Back on 28th August the Apache Software Foundation suffered a hack. Most people know this already, it’s not front-page news. Why isn’t it front-page news, because of their communications. Almost from the moment they took down their websites they had an open dialog with the public, telling everything they knew about the problem. Even thought their services were unavailable, and even though, as a group it was embarrassing to suffer this kind of attack, they still did the right thing in communicating the full information to everybody who needed or wanted to know. As a result I’ve seen nothing but praise for the way the Apache Software Foundation and it’s engineers dealt with the hack and recovered. Not only did they put ALL the information out their, they also were good enough to put an open review of what worked and didn’t work during their own incident response. Nobody could have asked for more. As a result not only the Apache Software Foundation has benefited from reviewing their IR process. Everybody with an interest can review their notes and adapt their own in-house IR plans to avoid the problems Apache saw. Sure, we all wish they didn’t get hacked, but considering the issues you could almost say it was a good PR exercise for them. Although it would have been nice to see a post on their official Twitter account as well. With a follower list more than 1,300 strong, and a presence (although a little thin on the ground) since last December, it would have been a good aditional source of micro-updates. Still we can’t have it all can we 😉
In contrast we have COLT Telecom, a European telecom provider that suffered what appears (at this time) to be a full outage of services at 12:00:03 on the 8th September. Just before 8pm that night (after 20 hours of downtime with no communications with customers) COLT registered a Twitter account called COLToutagenews and posted the following “We’ve network issues in 8 cities.

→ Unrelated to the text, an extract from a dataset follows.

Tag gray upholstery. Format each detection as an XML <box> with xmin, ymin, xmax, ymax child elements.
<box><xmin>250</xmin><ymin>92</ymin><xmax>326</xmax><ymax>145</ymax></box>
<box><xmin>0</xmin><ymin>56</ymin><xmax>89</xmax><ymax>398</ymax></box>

We are going through systematic process with urgency to identify, resolve & minimise customer impact”. This falls directly into something Martin McKeay covered in his FIRST 2009 presentation “Using Social Media in Incident Response“. This Twitter account was setup by COLT to serve as the ONLY communication with it’s customers after the event had already happened. I’m sure you can see the problem with this. To this date the highest number of followers for this temporary account is 83.
That’s not many considering their network runs European-wide and the outage effected 8 cities. Does that make Twitter a bad communications medium for Incident Response ? No. Not really. However you can’t expect your customers to go to Twitter and search on new accounts to find your communications channel once you get around to setting one up. Social networks like Twitter will only work in this way if your company invests in a presence 24/7 and not just when the need serves the company. If people aren’t following your company account because it doesn’t exist, is nothing but 100 marketing messages, or never posts anything, then your incident response isn’t going to work as you imagined it. From the looks of things COLT are back up and running (at least from the feedback I’ve seen). However the reason for the outage, and any communication with customers still hasn’t happened. Even the link provided by the COLToutagenews twitter account points to nothing but a list of contact phone numbers.
How can you even start to compare these outages. The services these companies offer are very different, and I feel bad comparing them as equals (apples and oranges). I’ve also no doubt that a lot of good people worked (and are probably still working) around the clock on the COLT network issues. However the fault isn’t with the hack, or whatever has caused COLT’s downtime. The big issue here is the response, communication and open flow of information.
We can learn a lot from these 2 examples. I can see these issues appearing in IR training courses for a long while to come.